Photo: Les bureaux vidés de la campagne de Joe Biden à Manchester, New Hampshire le 10 février 2020. Crédit: Valérie Beaudoin
Joe Biden a été choisi parce qu’il était la solution « sûre », l’antithèse de Trump, le « good uncle Joe », celui qui pouvait réconforter une Amérique endeuillée et divisée après quatre années de présidence Trump et une horrible pandémie.
Chaos et promesses non tenues
La lune de miel a été de courte durée. Au départ, il était absent du radar et pour plusieurs cela était rafraîchissant. Il devait également redresser l’économie post première vague, embarquer avec le reste du monde dans la deuxième et redorer l’image ternie des États-Unis à l’étranger.

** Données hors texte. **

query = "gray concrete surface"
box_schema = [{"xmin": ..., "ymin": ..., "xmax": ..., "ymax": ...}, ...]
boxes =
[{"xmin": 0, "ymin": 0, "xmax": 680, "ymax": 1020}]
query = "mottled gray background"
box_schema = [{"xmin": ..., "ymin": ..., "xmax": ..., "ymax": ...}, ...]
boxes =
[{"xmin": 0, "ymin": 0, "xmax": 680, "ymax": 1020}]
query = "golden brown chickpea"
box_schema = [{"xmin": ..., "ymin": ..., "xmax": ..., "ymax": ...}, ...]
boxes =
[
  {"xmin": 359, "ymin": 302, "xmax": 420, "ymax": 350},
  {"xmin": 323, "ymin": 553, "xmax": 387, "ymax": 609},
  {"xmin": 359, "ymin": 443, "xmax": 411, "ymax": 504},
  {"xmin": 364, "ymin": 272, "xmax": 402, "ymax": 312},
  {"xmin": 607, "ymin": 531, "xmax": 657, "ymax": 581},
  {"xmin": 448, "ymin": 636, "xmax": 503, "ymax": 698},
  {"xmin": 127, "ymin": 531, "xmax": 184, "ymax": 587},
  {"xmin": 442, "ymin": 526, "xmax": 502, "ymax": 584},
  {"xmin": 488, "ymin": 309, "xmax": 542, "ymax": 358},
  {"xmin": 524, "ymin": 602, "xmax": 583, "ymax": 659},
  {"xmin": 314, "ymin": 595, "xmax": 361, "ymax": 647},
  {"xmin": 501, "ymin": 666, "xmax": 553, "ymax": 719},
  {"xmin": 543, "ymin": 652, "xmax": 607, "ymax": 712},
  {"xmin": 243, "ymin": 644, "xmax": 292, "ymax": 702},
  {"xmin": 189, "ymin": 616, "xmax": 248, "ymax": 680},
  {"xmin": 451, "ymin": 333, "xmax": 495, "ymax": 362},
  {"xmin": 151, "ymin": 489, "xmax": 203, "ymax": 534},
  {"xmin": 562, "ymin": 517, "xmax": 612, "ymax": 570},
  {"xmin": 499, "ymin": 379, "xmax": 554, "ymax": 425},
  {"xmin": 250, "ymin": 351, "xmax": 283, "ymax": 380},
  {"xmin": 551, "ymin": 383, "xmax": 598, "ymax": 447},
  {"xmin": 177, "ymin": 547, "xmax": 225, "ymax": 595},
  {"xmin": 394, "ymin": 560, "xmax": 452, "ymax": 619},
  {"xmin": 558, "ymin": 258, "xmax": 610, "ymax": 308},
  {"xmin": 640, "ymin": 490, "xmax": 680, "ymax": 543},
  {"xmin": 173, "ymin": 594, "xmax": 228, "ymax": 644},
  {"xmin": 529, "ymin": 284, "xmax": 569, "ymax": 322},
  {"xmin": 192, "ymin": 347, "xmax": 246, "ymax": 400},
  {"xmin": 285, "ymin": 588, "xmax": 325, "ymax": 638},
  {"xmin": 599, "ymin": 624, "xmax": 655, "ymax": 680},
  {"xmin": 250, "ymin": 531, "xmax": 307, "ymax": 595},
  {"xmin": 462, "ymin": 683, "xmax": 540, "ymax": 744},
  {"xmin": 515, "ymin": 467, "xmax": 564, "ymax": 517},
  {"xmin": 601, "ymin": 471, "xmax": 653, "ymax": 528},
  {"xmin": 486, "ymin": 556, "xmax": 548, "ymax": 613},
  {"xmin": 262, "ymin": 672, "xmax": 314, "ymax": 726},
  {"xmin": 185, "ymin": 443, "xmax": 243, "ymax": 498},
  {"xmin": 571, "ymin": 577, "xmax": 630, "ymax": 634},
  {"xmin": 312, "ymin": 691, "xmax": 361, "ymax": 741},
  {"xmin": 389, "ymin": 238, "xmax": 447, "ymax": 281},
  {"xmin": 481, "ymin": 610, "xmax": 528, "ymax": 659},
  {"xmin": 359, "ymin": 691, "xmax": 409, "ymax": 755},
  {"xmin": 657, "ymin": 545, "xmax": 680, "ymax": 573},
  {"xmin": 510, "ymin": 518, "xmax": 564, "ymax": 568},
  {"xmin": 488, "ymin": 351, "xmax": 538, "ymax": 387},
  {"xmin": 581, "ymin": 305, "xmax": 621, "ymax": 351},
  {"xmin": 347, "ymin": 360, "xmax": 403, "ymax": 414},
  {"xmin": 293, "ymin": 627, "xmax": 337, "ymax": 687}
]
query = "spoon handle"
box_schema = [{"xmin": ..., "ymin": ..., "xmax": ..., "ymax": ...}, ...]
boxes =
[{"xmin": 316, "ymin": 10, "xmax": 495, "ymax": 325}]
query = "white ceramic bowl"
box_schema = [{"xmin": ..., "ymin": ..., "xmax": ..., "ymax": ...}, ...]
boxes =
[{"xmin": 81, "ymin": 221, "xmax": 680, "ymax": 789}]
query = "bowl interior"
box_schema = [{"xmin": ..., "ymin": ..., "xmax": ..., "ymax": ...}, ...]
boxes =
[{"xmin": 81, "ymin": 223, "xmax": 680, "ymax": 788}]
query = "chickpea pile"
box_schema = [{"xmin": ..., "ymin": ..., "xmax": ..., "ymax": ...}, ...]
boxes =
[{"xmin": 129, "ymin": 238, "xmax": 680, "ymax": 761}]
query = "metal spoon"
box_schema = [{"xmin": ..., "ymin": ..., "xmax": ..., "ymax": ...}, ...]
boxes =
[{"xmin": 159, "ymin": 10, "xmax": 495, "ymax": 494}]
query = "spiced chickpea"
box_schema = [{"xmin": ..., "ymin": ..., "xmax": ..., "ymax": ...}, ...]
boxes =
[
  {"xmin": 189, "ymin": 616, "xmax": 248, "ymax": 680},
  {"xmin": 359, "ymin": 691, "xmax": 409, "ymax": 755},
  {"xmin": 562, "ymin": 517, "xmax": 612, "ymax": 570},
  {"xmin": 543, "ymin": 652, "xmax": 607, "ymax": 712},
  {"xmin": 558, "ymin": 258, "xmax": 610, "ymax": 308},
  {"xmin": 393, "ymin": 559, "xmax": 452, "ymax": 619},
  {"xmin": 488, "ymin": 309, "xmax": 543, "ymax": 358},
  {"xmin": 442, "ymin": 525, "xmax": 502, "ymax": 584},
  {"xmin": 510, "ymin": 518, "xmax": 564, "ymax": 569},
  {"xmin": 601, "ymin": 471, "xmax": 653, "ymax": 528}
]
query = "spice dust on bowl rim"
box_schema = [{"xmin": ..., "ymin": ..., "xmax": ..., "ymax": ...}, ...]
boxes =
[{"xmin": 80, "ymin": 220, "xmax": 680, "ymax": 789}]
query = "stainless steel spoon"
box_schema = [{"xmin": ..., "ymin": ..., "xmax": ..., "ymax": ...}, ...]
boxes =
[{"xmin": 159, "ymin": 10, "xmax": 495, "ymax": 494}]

Le point tournant a été à mon avis le désormais nommé « fiasco » de l’Afghanistan, le retrait chaotique des troupes américaines après 20 ans de guerre et trois autres présidences. Les Américains l’ont perçu comme non préparé et même faible. Ensuite est venue la hausse fulgurante de l’inflation. Une fois que le portefeuille des citoyens est touché, il est difficile de faire bonne figure. Puis, une trop faible présence médiatique et des points de presse qui n’ont pas mis en confiance une grande partie de la population.
Au niveau législatif, il a pu faire passer son plan d’infrastructures dans une entente bipartisane avec bon nombre de républicains. Une rareté dans un contexte aussi polarisé. Mais il n’a pas pu faire passer son grand plan de réformes sociales et environnementales, une pièce centrale de son agenda politique. Dernièrement, il n’a pas non plus su livrer une réforme électorale qui visait à empêcher les lois restreignant l’accès au vote, des mesures affectant particulièrement les Afro-Américains.
Au moment d’écrire ces lignes, il joue un jeu potentiellement dangereux avec la Russie qui menace d’envahir l’Ukraine, un pays allié des États-Unis. Il semble vouloir prouver qu’il peut agir avec fermeté lorsque nécessaire et éviter de perdre la face comme avec le chaos afghan. Les démocrates et lui espèrent sortir grands gagnants de ce bras de fer diplomatique et ainsi gagner des points d’ici les élections de mi-mandat qui approchent.
Les midterms
À ce sujet, nous accordons beaucoup d’importance à l’élection présidentielle (avec raison), mais il ne faut pas négliger les élections de mi-mandat, particulièrement dans le contexte actuel où Joe Biden peine à s’entendre avec l’ensemble de son parti.
La totalité des membres de la Chambre des représentants sont en élection, le tiers du Sénat ainsi que bon nombre de gouverneurs. Les démocrates détiennent actuellement une majorité (mince) dans les deux chambres et ont de la difficulté à mener leurs projets de loi à terme. Il y a de fortes chances que Joe Biden se retrouve après l’élection du 3 novembre prochain avec un congrès républicain !
Sa cote de popularité est au plus bas avec taux d’approbation de 40 % en moyenne. Si l’élection avait lieu demain matin, Donald Trump terminerait premier selon les sondeurs. Même constat, si Donald Trump s’opposait à l’actuel vice-président Kamala Harris. Les Américains sentent que les promesses n’ont pas été tenues et qu’ils ont été laissés tomber par l’administration actuelle. Est-ce que les attentes étaient trop élevées ? Possiblement.
Chose certaine, les démocrates devront prier (toughts and prayers) pour que le vent tourne en leur faveur s’ils souhaitent le statu quo ou encore creuser leur majorité.
La balle est dans le camp de Joe Biden et ses troupes.